Local realtors are paying close attention to the tax reform debate in Congress.
A House GOP plan would limit the deduction for property taxes to $10,000. Another part of the proposal would also affect homeowners: the popular mortgage interest deduction would be capped at $500,000, down from the current $1 million.
Most Rochester area homeowners don't have yearly tax bills or mortgages exceeding those limits, but Jim Yockel, CEO of the Greater Rochester Association of Realtors, said $500,000 is the list price for a starter home in some U.S. markets and prices could climb locally.
"Economic news is generally positive, but interest rates look like they're heading up,” he said. “Without a lot of homes for sale, values go up. Very quickly we could find ourselves with a significant number of Rochester and Finger Lakes area residents coming up against these caps."
The inventory of existing homes on the market is at a near historic low in the greater Rochester area and the problem also exists nationwide.
Yockel and longtime local real estate agent Mark Siwiec both say these minimized incentives could compound the problem and trigger a nationwide housing recession as homeowners in large, coastal cities would be less likely to buy and sell property because they would lose these deductions by moving into bigger homes.
"And if they're not going to do that,” Siwiec said, “Then you don't have people purchasing property. And if you have nobody selling and nobody buying, a full 17 percent of the U.S. economy is going to be impacted, and suddenly you have 17 percent of the economy at a standstill, and we know what happened ten years ago when that happened."

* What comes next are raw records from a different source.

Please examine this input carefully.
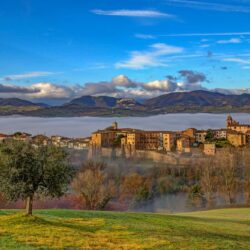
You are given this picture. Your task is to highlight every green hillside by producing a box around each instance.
[0,208,250,249]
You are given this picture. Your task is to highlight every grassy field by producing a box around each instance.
[0,208,250,250]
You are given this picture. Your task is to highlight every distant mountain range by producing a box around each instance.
[0,90,250,117]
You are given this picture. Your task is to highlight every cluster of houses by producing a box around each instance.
[0,116,250,155]
[0,132,90,150]
[91,116,250,155]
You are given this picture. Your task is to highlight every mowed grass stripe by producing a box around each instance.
[0,208,250,249]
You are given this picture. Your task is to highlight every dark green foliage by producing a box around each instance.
[0,140,73,214]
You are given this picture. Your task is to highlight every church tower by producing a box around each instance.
[227,115,233,128]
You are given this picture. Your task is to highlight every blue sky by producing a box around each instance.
[0,0,250,102]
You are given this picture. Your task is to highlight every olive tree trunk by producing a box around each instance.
[26,196,33,215]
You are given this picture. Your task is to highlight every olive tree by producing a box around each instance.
[0,140,73,215]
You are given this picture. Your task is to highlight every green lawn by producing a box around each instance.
[0,208,250,250]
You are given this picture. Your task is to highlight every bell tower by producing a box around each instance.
[112,122,118,130]
[227,115,233,128]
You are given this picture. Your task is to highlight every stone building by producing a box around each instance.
[203,143,216,156]
[227,130,247,147]
[195,130,207,143]
[227,115,250,134]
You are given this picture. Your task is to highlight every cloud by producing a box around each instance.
[223,57,250,64]
[0,71,56,81]
[179,70,207,84]
[165,0,250,13]
[91,9,175,18]
[135,34,155,40]
[160,31,250,37]
[0,84,39,94]
[217,38,242,44]
[0,73,250,104]
[115,43,184,69]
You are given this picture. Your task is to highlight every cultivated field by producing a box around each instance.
[0,208,250,250]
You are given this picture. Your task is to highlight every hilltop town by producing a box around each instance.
[90,115,250,156]
[0,115,250,157]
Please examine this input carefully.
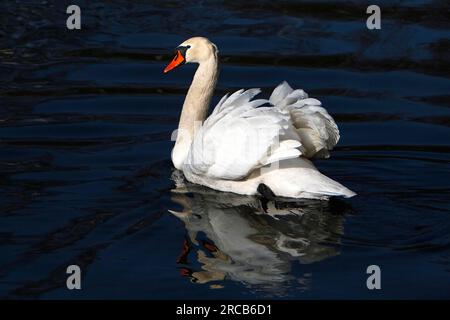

Yockel, who is attending the National Association of Realtors meeting in Chicago, said tax overhaul was a main topic of conversation Friday. He and his colleagues want members of Congress to understand the consequences of removing or minimizing incentives to the point where renting looks more attractive than homeownership.
"There's tons of research that homeownership stabilizes communities, helps children's educational success; it's an economic driver as people remodel and update their homes. There's just so much attached to it, we'd hate to see any incentive taken away."